This problem based on Central Limit Theorem gives a detailed solution to ISI M.Stat 2018 PSB Problem 7, with a tinge of simulation and code.
Suppose \(\left(X_{1}, Y_{1}\right), \ldots,\left(X_{n}, Y_{n}\right)\) is a random sample from a bivariate normal distribution with \(\mathrm{E}\left(X_{i}\right)=\mathrm{E}\left(Y_{i}\right)=0, Var\left(X_{i}\right)=Var\left(Y_{i}\right)=1\)
and unknown \(Corr\left(X_{i}, Y_{i}\right)=\rho \in(-1,1),\) for all \(i=1, \ldots, n .\) Define \(W_{n}=\frac{1}{n} \sum_{i=1}^{n} X_{i} Y_{i}\) a) Is \(W_{n}\) an unbiased estimator of \(\rho ?\) Justify your answer.
(b) For large \(n,\) obtain an approximate level \((1-\alpha)\) two-sided confi-
dence interval for \(\rho,\) where \(0<\alpha<1\).
(a)
Just compute the \(E(W_{n}\)).
\(E(W_{n})\) = \(\frac{1}{n} \sum_{i=1}^{n} E(X_{i} Y_{i})\) = \(\frac{1}{n} \sum_{i=1}^{n} \rho = \rho \).
\( \rho = E(X_{i} Y_{i}) - E(X_{i})E(Y_{i}) \overset{E(X_{i}) = E(Y_{i}) = 0}{=} E(X_{i} Y_{i})\).
So, \(W_{n}\) is unbiased for \( \rho \).
(b)
Observe that \(\left(X_{i}, Y_{i}\right)\) and \(\left(X_{j}, Y_{j}\right)\) are independent sample and therefore iid.
So, \(\left(X_{i}Y_{i}\right)\) and \(\left(X_{j}Y_{j}\right)\) are also iid.
Hence, computing the limiting distribution of \(W_{n}\), flashes in our minds, the Central Limit Theorem.
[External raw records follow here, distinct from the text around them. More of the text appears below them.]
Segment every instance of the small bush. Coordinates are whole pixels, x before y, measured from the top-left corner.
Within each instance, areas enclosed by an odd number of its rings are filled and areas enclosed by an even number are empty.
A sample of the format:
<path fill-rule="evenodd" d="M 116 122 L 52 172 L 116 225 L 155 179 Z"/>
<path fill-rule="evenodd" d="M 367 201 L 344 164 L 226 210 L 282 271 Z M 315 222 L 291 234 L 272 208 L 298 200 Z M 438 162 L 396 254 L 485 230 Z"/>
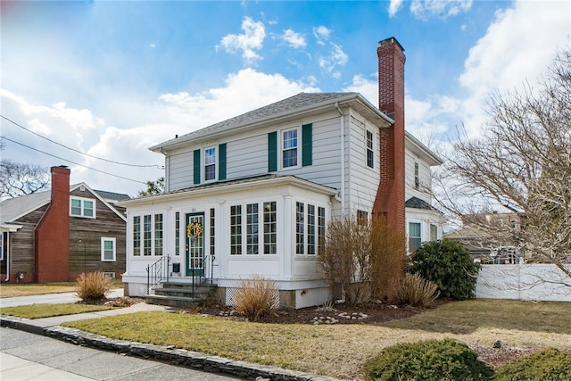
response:
<path fill-rule="evenodd" d="M 277 286 L 273 280 L 253 276 L 252 280 L 243 280 L 235 296 L 236 311 L 251 321 L 271 313 L 277 304 Z"/>
<path fill-rule="evenodd" d="M 459 301 L 475 296 L 480 265 L 474 263 L 460 242 L 426 242 L 411 257 L 410 272 L 418 272 L 425 279 L 438 285 L 440 296 Z"/>
<path fill-rule="evenodd" d="M 571 380 L 571 352 L 547 348 L 496 369 L 494 380 Z"/>
<path fill-rule="evenodd" d="M 399 302 L 414 307 L 429 306 L 438 297 L 438 286 L 420 274 L 405 274 L 398 288 Z"/>
<path fill-rule="evenodd" d="M 428 340 L 386 348 L 363 366 L 369 380 L 489 380 L 477 352 L 456 340 Z"/>
<path fill-rule="evenodd" d="M 105 299 L 112 286 L 113 281 L 102 271 L 94 271 L 79 275 L 75 292 L 84 302 L 99 302 Z"/>

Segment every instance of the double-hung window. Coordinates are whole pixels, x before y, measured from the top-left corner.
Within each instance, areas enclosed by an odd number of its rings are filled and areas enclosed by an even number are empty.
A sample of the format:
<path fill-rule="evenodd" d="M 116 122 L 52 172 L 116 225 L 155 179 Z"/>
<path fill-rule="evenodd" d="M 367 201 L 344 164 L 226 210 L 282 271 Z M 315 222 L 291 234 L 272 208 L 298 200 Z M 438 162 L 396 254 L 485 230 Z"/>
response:
<path fill-rule="evenodd" d="M 105 236 L 101 237 L 101 261 L 103 262 L 114 262 L 117 257 L 116 239 Z"/>
<path fill-rule="evenodd" d="M 204 181 L 216 179 L 216 148 L 204 150 Z"/>
<path fill-rule="evenodd" d="M 297 128 L 282 131 L 282 168 L 297 167 Z"/>
<path fill-rule="evenodd" d="M 375 136 L 371 131 L 367 130 L 367 166 L 368 168 L 375 168 L 375 150 L 373 149 L 375 146 L 374 137 Z"/>
<path fill-rule="evenodd" d="M 95 219 L 95 200 L 93 198 L 71 197 L 70 200 L 70 215 Z"/>
<path fill-rule="evenodd" d="M 422 244 L 420 222 L 409 223 L 409 251 L 414 253 Z"/>

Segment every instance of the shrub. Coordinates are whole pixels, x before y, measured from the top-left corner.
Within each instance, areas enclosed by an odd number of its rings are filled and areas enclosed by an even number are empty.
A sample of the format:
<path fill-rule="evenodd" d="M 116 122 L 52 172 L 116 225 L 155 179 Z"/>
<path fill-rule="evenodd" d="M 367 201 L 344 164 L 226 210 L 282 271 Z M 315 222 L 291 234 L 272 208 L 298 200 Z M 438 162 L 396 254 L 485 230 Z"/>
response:
<path fill-rule="evenodd" d="M 240 287 L 235 295 L 234 308 L 249 320 L 257 321 L 275 310 L 278 293 L 277 286 L 273 280 L 253 276 L 251 280 L 240 282 Z"/>
<path fill-rule="evenodd" d="M 340 286 L 345 303 L 393 299 L 404 271 L 406 236 L 383 219 L 362 221 L 353 217 L 327 226 L 318 261 L 330 286 Z"/>
<path fill-rule="evenodd" d="M 477 352 L 452 339 L 386 348 L 363 366 L 369 380 L 489 380 L 492 370 Z"/>
<path fill-rule="evenodd" d="M 426 242 L 411 255 L 410 272 L 438 285 L 440 296 L 459 301 L 473 298 L 480 269 L 458 241 Z"/>
<path fill-rule="evenodd" d="M 547 348 L 496 369 L 494 380 L 571 380 L 571 352 Z"/>
<path fill-rule="evenodd" d="M 425 308 L 438 297 L 438 286 L 420 274 L 405 274 L 398 289 L 399 302 Z"/>
<path fill-rule="evenodd" d="M 112 286 L 113 281 L 102 271 L 94 271 L 79 275 L 75 292 L 84 302 L 98 302 L 105 299 Z"/>

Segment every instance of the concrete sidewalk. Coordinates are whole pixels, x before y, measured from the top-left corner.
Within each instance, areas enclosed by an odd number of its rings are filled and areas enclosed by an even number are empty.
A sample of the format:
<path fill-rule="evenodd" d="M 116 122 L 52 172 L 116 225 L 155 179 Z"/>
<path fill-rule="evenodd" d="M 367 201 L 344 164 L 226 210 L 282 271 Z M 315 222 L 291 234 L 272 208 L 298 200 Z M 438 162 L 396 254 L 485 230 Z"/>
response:
<path fill-rule="evenodd" d="M 69 293 L 66 293 L 69 294 Z M 122 294 L 122 290 L 121 290 Z M 59 295 L 61 300 L 67 300 L 70 295 L 49 294 L 38 295 L 46 300 L 56 300 Z M 21 299 L 29 298 L 29 299 Z M 13 299 L 13 298 L 4 298 Z M 23 305 L 29 304 L 32 298 L 20 297 L 20 301 L 12 302 L 21 302 Z M 4 302 L 4 299 L 0 301 Z M 32 302 L 37 303 L 37 302 Z M 2 302 L 4 307 L 5 304 Z M 142 343 L 126 342 L 124 340 L 110 339 L 105 336 L 89 334 L 79 329 L 62 327 L 61 325 L 69 322 L 82 320 L 87 319 L 101 319 L 108 316 L 131 314 L 140 311 L 175 311 L 176 309 L 167 306 L 159 306 L 139 302 L 127 308 L 118 308 L 95 312 L 80 313 L 75 315 L 65 315 L 44 319 L 21 319 L 11 316 L 0 315 L 0 326 L 13 329 L 27 331 L 32 334 L 42 335 L 53 338 L 57 338 L 68 343 L 81 346 L 90 346 L 99 350 L 112 351 L 117 353 L 123 353 L 130 356 L 142 357 L 168 362 L 194 369 L 203 370 L 217 375 L 225 375 L 241 379 L 255 379 L 258 377 L 269 378 L 272 381 L 335 381 L 335 378 L 325 376 L 316 376 L 308 373 L 290 371 L 274 367 L 268 367 L 258 364 L 250 364 L 243 361 L 234 361 L 217 356 L 208 356 L 203 353 L 194 352 L 183 349 L 177 349 L 174 345 L 154 345 Z M 4 364 L 3 364 L 4 365 Z"/>

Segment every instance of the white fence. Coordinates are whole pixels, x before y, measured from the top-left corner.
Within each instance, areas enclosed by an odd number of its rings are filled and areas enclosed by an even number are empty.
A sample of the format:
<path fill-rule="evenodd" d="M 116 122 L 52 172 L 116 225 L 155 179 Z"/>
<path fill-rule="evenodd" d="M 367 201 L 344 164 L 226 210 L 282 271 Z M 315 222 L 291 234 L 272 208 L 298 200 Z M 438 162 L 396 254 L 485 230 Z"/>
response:
<path fill-rule="evenodd" d="M 571 302 L 571 278 L 550 264 L 482 265 L 476 297 Z"/>

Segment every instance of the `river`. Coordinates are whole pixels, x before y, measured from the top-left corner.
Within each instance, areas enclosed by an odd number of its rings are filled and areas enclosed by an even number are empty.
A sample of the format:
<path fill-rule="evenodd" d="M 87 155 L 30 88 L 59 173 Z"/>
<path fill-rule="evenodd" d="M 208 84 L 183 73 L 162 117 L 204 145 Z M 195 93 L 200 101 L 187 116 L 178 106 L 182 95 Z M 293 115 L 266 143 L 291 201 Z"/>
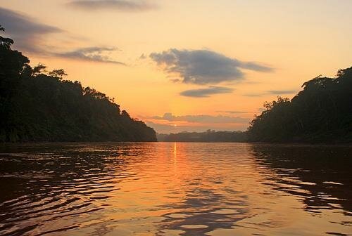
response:
<path fill-rule="evenodd" d="M 351 235 L 352 147 L 0 146 L 0 235 Z"/>

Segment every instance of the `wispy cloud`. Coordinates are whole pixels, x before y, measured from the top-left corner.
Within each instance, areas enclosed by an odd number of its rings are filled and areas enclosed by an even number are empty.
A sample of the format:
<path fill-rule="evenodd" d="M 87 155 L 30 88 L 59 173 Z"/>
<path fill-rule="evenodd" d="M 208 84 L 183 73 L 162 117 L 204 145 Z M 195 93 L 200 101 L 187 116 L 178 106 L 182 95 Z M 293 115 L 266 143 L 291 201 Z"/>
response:
<path fill-rule="evenodd" d="M 296 90 L 268 90 L 263 92 L 246 93 L 244 96 L 247 97 L 261 97 L 267 95 L 287 95 L 296 93 Z"/>
<path fill-rule="evenodd" d="M 106 53 L 114 51 L 115 50 L 117 50 L 117 48 L 115 48 L 87 47 L 78 48 L 68 52 L 58 53 L 56 53 L 56 55 L 59 57 L 69 59 L 125 65 L 125 63 L 113 60 L 111 59 L 108 55 L 105 55 Z"/>
<path fill-rule="evenodd" d="M 210 95 L 219 93 L 230 93 L 233 88 L 210 86 L 206 88 L 189 89 L 180 93 L 180 95 L 193 98 L 208 98 Z"/>
<path fill-rule="evenodd" d="M 267 91 L 268 93 L 270 94 L 292 94 L 297 93 L 296 90 L 269 90 Z"/>
<path fill-rule="evenodd" d="M 56 27 L 39 22 L 25 14 L 0 7 L 0 23 L 15 41 L 16 48 L 26 52 L 42 53 L 46 36 L 63 32 Z"/>
<path fill-rule="evenodd" d="M 241 112 L 241 111 L 230 111 L 230 110 L 220 110 L 220 111 L 216 111 L 215 112 L 218 113 L 230 113 L 230 114 L 246 114 L 246 113 L 251 113 L 251 112 Z"/>
<path fill-rule="evenodd" d="M 158 133 L 178 133 L 182 131 L 189 132 L 204 132 L 208 129 L 217 130 L 217 131 L 244 131 L 248 126 L 248 122 L 244 124 L 200 124 L 200 125 L 177 125 L 175 126 L 173 124 L 159 124 L 152 122 L 146 122 L 146 124 L 151 127 L 153 127 Z"/>
<path fill-rule="evenodd" d="M 178 50 L 153 53 L 150 58 L 165 72 L 177 74 L 184 83 L 213 84 L 244 78 L 241 69 L 271 72 L 258 63 L 244 62 L 209 50 Z"/>
<path fill-rule="evenodd" d="M 115 48 L 91 46 L 58 52 L 49 42 L 50 34 L 63 33 L 63 29 L 45 25 L 25 14 L 0 7 L 0 23 L 6 28 L 6 35 L 15 41 L 15 48 L 36 55 L 65 58 L 117 65 L 125 65 L 108 56 Z"/>
<path fill-rule="evenodd" d="M 144 11 L 157 8 L 149 1 L 143 0 L 75 0 L 68 6 L 85 11 L 113 10 L 119 11 Z"/>
<path fill-rule="evenodd" d="M 247 118 L 239 117 L 227 117 L 223 115 L 208 114 L 189 114 L 184 116 L 175 116 L 172 113 L 165 113 L 163 116 L 155 116 L 150 117 L 153 119 L 165 120 L 168 122 L 187 122 L 191 123 L 214 124 L 214 123 L 242 123 L 248 122 Z"/>

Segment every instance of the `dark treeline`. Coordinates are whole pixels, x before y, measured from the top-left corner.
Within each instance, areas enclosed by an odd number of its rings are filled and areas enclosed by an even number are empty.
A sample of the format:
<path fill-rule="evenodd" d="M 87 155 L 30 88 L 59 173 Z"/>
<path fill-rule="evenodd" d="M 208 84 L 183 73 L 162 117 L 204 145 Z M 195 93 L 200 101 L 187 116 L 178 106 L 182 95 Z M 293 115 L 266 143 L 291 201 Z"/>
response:
<path fill-rule="evenodd" d="M 169 135 L 158 134 L 158 140 L 163 142 L 246 142 L 246 132 L 241 131 L 215 131 L 208 130 L 206 132 L 181 132 Z"/>
<path fill-rule="evenodd" d="M 352 67 L 336 78 L 318 77 L 302 86 L 291 100 L 278 97 L 251 122 L 254 142 L 352 141 Z"/>
<path fill-rule="evenodd" d="M 4 31 L 0 26 L 0 31 Z M 105 94 L 45 72 L 0 37 L 0 141 L 155 141 L 156 133 Z"/>
<path fill-rule="evenodd" d="M 159 135 L 170 142 L 352 142 L 352 67 L 336 78 L 318 77 L 291 100 L 278 97 L 264 103 L 246 131 L 211 131 Z"/>

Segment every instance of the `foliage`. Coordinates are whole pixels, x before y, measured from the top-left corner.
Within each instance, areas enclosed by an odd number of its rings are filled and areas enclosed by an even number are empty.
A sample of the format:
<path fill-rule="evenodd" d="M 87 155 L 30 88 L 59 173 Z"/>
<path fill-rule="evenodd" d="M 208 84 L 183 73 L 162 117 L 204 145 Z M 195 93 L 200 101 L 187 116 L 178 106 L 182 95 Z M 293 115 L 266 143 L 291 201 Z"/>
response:
<path fill-rule="evenodd" d="M 291 100 L 278 97 L 251 122 L 249 137 L 259 142 L 352 141 L 352 67 L 336 78 L 319 76 Z"/>
<path fill-rule="evenodd" d="M 156 140 L 104 93 L 63 80 L 63 70 L 32 68 L 13 42 L 0 38 L 0 141 Z"/>
<path fill-rule="evenodd" d="M 206 132 L 181 132 L 169 135 L 158 135 L 158 140 L 164 142 L 244 142 L 246 133 L 241 131 L 215 131 L 208 130 Z"/>

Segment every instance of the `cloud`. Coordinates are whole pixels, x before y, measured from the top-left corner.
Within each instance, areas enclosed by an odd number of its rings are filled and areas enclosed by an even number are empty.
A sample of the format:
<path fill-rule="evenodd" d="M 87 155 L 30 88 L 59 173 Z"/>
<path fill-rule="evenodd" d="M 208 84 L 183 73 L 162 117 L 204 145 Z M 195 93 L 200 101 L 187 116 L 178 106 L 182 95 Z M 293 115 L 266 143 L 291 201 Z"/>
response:
<path fill-rule="evenodd" d="M 216 111 L 215 112 L 218 113 L 230 113 L 230 114 L 245 114 L 245 113 L 251 113 L 251 112 L 241 112 L 241 111 Z"/>
<path fill-rule="evenodd" d="M 244 96 L 247 97 L 261 97 L 267 95 L 282 95 L 282 94 L 293 94 L 297 93 L 296 90 L 268 90 L 262 93 L 246 93 Z"/>
<path fill-rule="evenodd" d="M 171 48 L 149 57 L 165 72 L 179 75 L 184 83 L 218 84 L 244 78 L 241 69 L 270 72 L 271 67 L 253 62 L 243 62 L 209 50 Z"/>
<path fill-rule="evenodd" d="M 142 0 L 75 0 L 67 4 L 75 8 L 86 11 L 115 10 L 120 11 L 144 11 L 156 6 Z"/>
<path fill-rule="evenodd" d="M 219 93 L 230 93 L 233 88 L 210 86 L 207 88 L 189 89 L 180 93 L 180 95 L 193 98 L 208 98 L 210 95 Z"/>
<path fill-rule="evenodd" d="M 47 25 L 13 11 L 0 7 L 0 24 L 6 34 L 15 41 L 17 48 L 27 52 L 41 53 L 45 44 L 44 36 L 63 32 L 61 29 Z"/>
<path fill-rule="evenodd" d="M 146 122 L 146 124 L 151 127 L 153 127 L 159 133 L 179 133 L 182 131 L 189 132 L 204 132 L 208 129 L 218 131 L 244 131 L 248 126 L 248 122 L 243 124 L 200 124 L 200 125 L 177 125 L 175 126 L 173 124 L 158 124 L 152 122 Z"/>
<path fill-rule="evenodd" d="M 116 50 L 108 47 L 87 47 L 67 52 L 55 52 L 53 46 L 46 45 L 51 34 L 63 33 L 58 27 L 38 22 L 32 18 L 13 11 L 0 7 L 0 24 L 6 34 L 15 41 L 15 48 L 37 55 L 66 58 L 75 60 L 125 65 L 110 59 L 106 53 Z"/>
<path fill-rule="evenodd" d="M 297 93 L 297 91 L 296 91 L 296 90 L 269 90 L 267 91 L 267 93 L 270 93 L 270 94 L 276 94 L 276 95 L 292 94 L 292 93 Z"/>
<path fill-rule="evenodd" d="M 249 119 L 238 117 L 227 117 L 222 115 L 212 116 L 208 114 L 189 114 L 184 116 L 175 116 L 172 113 L 165 113 L 163 116 L 151 117 L 153 119 L 164 120 L 168 122 L 187 122 L 190 123 L 214 124 L 214 123 L 243 123 Z"/>
<path fill-rule="evenodd" d="M 113 63 L 125 65 L 125 63 L 113 60 L 104 53 L 115 51 L 114 48 L 107 47 L 87 47 L 78 48 L 74 51 L 56 53 L 57 56 L 81 60 L 93 61 L 98 63 Z"/>

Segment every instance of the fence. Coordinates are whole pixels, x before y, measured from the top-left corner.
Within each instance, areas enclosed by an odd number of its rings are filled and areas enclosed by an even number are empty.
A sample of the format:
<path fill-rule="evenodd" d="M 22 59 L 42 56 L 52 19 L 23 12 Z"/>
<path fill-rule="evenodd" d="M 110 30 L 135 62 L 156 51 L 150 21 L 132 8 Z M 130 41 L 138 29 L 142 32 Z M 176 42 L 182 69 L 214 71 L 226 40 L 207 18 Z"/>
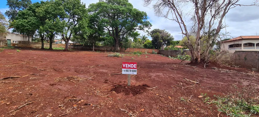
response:
<path fill-rule="evenodd" d="M 18 41 L 17 43 L 12 43 L 12 46 L 15 46 L 21 47 L 30 47 L 33 48 L 40 48 L 41 47 L 41 42 L 35 42 L 24 41 Z M 65 45 L 64 44 L 52 44 L 52 47 L 65 48 Z M 49 47 L 49 43 L 44 43 L 44 47 Z"/>
<path fill-rule="evenodd" d="M 178 54 L 181 55 L 191 55 L 191 53 L 189 50 L 159 50 L 160 54 L 167 56 L 175 56 Z"/>
<path fill-rule="evenodd" d="M 233 53 L 232 57 L 235 65 L 249 69 L 255 68 L 258 71 L 258 70 L 259 51 L 236 51 Z"/>

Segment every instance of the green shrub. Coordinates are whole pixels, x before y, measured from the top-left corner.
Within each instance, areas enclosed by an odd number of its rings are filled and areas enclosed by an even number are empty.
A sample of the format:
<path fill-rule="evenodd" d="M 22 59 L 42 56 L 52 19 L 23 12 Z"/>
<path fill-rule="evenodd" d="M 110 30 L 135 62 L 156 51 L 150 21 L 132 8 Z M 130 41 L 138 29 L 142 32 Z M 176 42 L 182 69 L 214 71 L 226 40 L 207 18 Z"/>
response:
<path fill-rule="evenodd" d="M 180 60 L 185 60 L 186 61 L 191 61 L 191 56 L 188 55 L 181 55 L 180 54 L 177 55 L 175 57 L 168 56 L 168 57 L 171 59 L 178 59 Z"/>
<path fill-rule="evenodd" d="M 120 53 L 115 53 L 111 55 L 112 56 L 115 56 L 116 57 L 124 57 L 125 56 L 124 54 L 120 54 Z"/>
<path fill-rule="evenodd" d="M 155 52 L 155 51 L 154 51 L 154 50 L 152 50 L 152 54 L 157 54 L 157 53 L 156 52 Z"/>
<path fill-rule="evenodd" d="M 177 47 L 176 47 L 174 46 L 173 45 L 169 45 L 169 46 L 167 46 L 165 48 L 165 50 L 180 50 L 180 48 L 178 48 Z"/>
<path fill-rule="evenodd" d="M 259 113 L 259 104 L 255 102 L 249 102 L 246 99 L 230 98 L 230 96 L 221 97 L 214 95 L 217 100 L 211 102 L 216 104 L 218 110 L 225 113 L 231 117 L 250 117 L 252 114 Z"/>
<path fill-rule="evenodd" d="M 137 52 L 134 52 L 133 53 L 133 54 L 137 54 L 137 55 L 138 55 L 139 56 L 139 55 L 142 55 L 142 52 L 139 52 L 139 51 L 137 51 Z"/>

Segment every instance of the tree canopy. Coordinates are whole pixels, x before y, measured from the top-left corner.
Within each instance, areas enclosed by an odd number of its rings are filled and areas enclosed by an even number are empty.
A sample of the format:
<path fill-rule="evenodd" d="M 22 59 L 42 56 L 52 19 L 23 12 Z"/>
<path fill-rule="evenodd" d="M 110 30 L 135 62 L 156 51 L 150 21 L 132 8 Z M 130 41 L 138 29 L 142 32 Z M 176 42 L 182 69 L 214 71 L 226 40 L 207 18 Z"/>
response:
<path fill-rule="evenodd" d="M 122 39 L 136 30 L 149 29 L 151 24 L 146 13 L 133 7 L 127 0 L 106 0 L 89 5 L 90 13 L 96 13 L 104 29 L 114 40 L 116 51 L 119 51 Z"/>
<path fill-rule="evenodd" d="M 170 42 L 174 39 L 173 36 L 165 30 L 154 29 L 150 31 L 149 34 L 152 38 L 152 42 L 155 49 L 160 49 L 163 45 L 169 45 Z"/>
<path fill-rule="evenodd" d="M 5 13 L 10 21 L 13 21 L 18 16 L 18 11 L 25 10 L 32 4 L 30 0 L 7 0 L 7 6 L 9 10 Z"/>

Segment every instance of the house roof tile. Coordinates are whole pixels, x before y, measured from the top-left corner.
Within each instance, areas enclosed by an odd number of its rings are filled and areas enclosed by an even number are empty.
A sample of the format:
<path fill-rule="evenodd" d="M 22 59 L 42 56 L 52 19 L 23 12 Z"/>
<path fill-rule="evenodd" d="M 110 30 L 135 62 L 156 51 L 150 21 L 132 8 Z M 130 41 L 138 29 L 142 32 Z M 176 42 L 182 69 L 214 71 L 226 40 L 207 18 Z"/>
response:
<path fill-rule="evenodd" d="M 182 48 L 183 47 L 182 46 L 180 45 L 176 45 L 175 47 L 177 47 L 178 48 Z"/>
<path fill-rule="evenodd" d="M 221 42 L 223 42 L 226 41 L 229 41 L 241 39 L 259 39 L 259 36 L 241 36 L 228 40 L 224 41 Z"/>

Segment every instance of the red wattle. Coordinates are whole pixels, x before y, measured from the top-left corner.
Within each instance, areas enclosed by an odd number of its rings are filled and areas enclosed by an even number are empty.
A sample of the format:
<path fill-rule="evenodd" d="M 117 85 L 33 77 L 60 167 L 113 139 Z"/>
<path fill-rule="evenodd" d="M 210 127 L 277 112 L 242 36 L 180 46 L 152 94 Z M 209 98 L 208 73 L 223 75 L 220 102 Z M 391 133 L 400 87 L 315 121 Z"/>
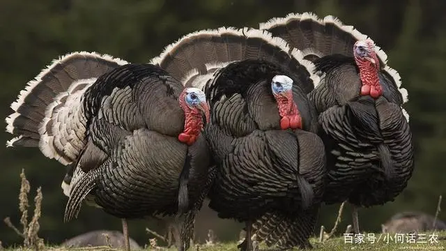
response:
<path fill-rule="evenodd" d="M 294 115 L 290 118 L 290 128 L 291 129 L 302 129 L 302 118 L 299 115 Z"/>
<path fill-rule="evenodd" d="M 191 136 L 187 133 L 181 132 L 178 135 L 178 140 L 181 143 L 186 143 L 189 144 L 189 142 L 190 141 Z"/>
<path fill-rule="evenodd" d="M 370 86 L 368 84 L 364 84 L 361 87 L 361 95 L 366 96 L 370 94 Z"/>
<path fill-rule="evenodd" d="M 381 90 L 381 86 L 372 86 L 370 89 L 370 96 L 374 98 L 377 98 L 380 96 L 381 96 L 383 91 Z"/>
<path fill-rule="evenodd" d="M 197 140 L 197 136 L 195 135 L 190 136 L 190 139 L 189 139 L 189 141 L 187 143 L 187 146 L 191 146 L 192 144 L 195 143 L 196 140 Z"/>
<path fill-rule="evenodd" d="M 290 128 L 290 119 L 287 116 L 284 116 L 280 119 L 280 128 L 282 130 L 286 130 Z"/>

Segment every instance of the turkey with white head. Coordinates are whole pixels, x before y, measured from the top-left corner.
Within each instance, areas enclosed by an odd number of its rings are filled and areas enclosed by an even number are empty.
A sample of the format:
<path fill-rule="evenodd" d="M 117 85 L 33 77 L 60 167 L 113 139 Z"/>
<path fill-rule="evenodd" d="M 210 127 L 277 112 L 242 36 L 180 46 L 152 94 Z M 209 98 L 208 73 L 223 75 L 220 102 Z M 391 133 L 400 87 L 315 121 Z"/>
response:
<path fill-rule="evenodd" d="M 72 165 L 65 220 L 86 197 L 124 219 L 185 217 L 187 249 L 195 213 L 210 187 L 210 152 L 201 130 L 204 93 L 151 64 L 95 53 L 54 61 L 22 91 L 6 121 L 12 146 L 38 146 Z M 70 178 L 72 174 L 72 178 Z"/>
<path fill-rule="evenodd" d="M 357 207 L 393 201 L 413 171 L 409 116 L 402 108 L 408 92 L 399 75 L 370 38 L 332 16 L 289 14 L 260 29 L 302 50 L 316 65 L 321 81 L 309 98 L 327 152 L 324 201 L 351 203 L 359 233 Z"/>
<path fill-rule="evenodd" d="M 268 32 L 232 28 L 187 35 L 151 63 L 206 93 L 217 167 L 209 206 L 245 222 L 240 247 L 252 249 L 252 223 L 272 213 L 297 234 L 279 245 L 309 246 L 326 177 L 307 98 L 318 82 L 314 66 Z"/>

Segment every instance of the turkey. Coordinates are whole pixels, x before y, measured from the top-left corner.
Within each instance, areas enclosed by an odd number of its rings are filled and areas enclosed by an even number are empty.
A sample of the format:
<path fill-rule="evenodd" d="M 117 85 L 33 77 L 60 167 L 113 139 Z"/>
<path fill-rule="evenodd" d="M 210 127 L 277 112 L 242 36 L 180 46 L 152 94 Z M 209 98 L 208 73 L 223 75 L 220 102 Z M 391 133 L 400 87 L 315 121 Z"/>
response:
<path fill-rule="evenodd" d="M 302 50 L 316 65 L 321 84 L 309 98 L 326 150 L 323 200 L 353 204 L 359 233 L 357 208 L 393 201 L 413 171 L 409 116 L 402 108 L 408 92 L 400 76 L 371 39 L 333 16 L 291 13 L 260 29 Z"/>
<path fill-rule="evenodd" d="M 268 245 L 310 246 L 323 195 L 324 146 L 307 98 L 318 77 L 290 49 L 267 31 L 220 28 L 188 34 L 151 61 L 206 93 L 217 167 L 209 206 L 245 222 L 244 250 L 252 249 L 252 223 L 272 213 L 295 235 Z"/>
<path fill-rule="evenodd" d="M 204 93 L 158 66 L 96 53 L 56 60 L 11 105 L 8 146 L 39 147 L 70 165 L 63 183 L 65 220 L 86 199 L 123 219 L 180 216 L 187 250 L 195 214 L 215 176 L 201 130 Z"/>

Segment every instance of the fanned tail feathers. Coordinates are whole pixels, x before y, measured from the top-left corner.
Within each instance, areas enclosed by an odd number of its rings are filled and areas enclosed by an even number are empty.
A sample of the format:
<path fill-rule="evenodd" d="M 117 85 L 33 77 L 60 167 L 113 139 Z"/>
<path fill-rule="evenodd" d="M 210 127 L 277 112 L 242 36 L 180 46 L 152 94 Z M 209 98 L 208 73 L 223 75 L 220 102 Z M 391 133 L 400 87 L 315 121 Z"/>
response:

So, let's dig into it. But, for that we need the following:
So, how to calculate the \({E((X_{1}Y_{1})^2)}\). For that
Two random variables \(X\) and \(Y\) are said to be jointly normal if they can be expressed in the form \(X = aU + bV, Y = cU + dV \), where \(U\) and \(V\) are independent standard normal random variables.
Alternate Definition of Bivariate Normal
Why do we need this? Because, \(X\) and \(Y\) are not independent and they have a correlation coefficient between them.
Assume, \((X, Y)\) ~ \((X_1, Y_1)\).
Exercise: Using the above result, prove that \(Y\) can be written as \( Y = \rho X + \sqrt{(1-\rho^2)}V\), where \(V\) ~ N(0,1) and \(V\) is independent of \(X\).
\(Y^2 = \rho^2X^2 + (1-\rho^2)V^2 + 2\rho\sqrt{(1-\rho^2)}XV\)
\(E(X^2Y^2) = E(\rho^2 X^4 + (1-\rho^2)X^2V^2 + 2\rho\sqrt{(1-\rho^2)}X^3V ) = \\ \rho^2E(X^4) + (1-\rho^2)E(X^2V^2) = \rho^2E(X^4) + (1-\rho^2)E(X^2)E(V^2) = 3\rho^2 + (1-\rho^2) = 1 + 2\rho^2\).
Exercise: Justify the above steps, using the independence of \(X\) and \(V\).
We used the fact that \(E(X^4) = 3\) if \(X\) ~ N(0,1). Instead of computing the whole we will use the fact that \( E(Z) = n\) and \(Var(Z) = 2n\) if \(Z\) ~ \( {{\chi}_n}^2\).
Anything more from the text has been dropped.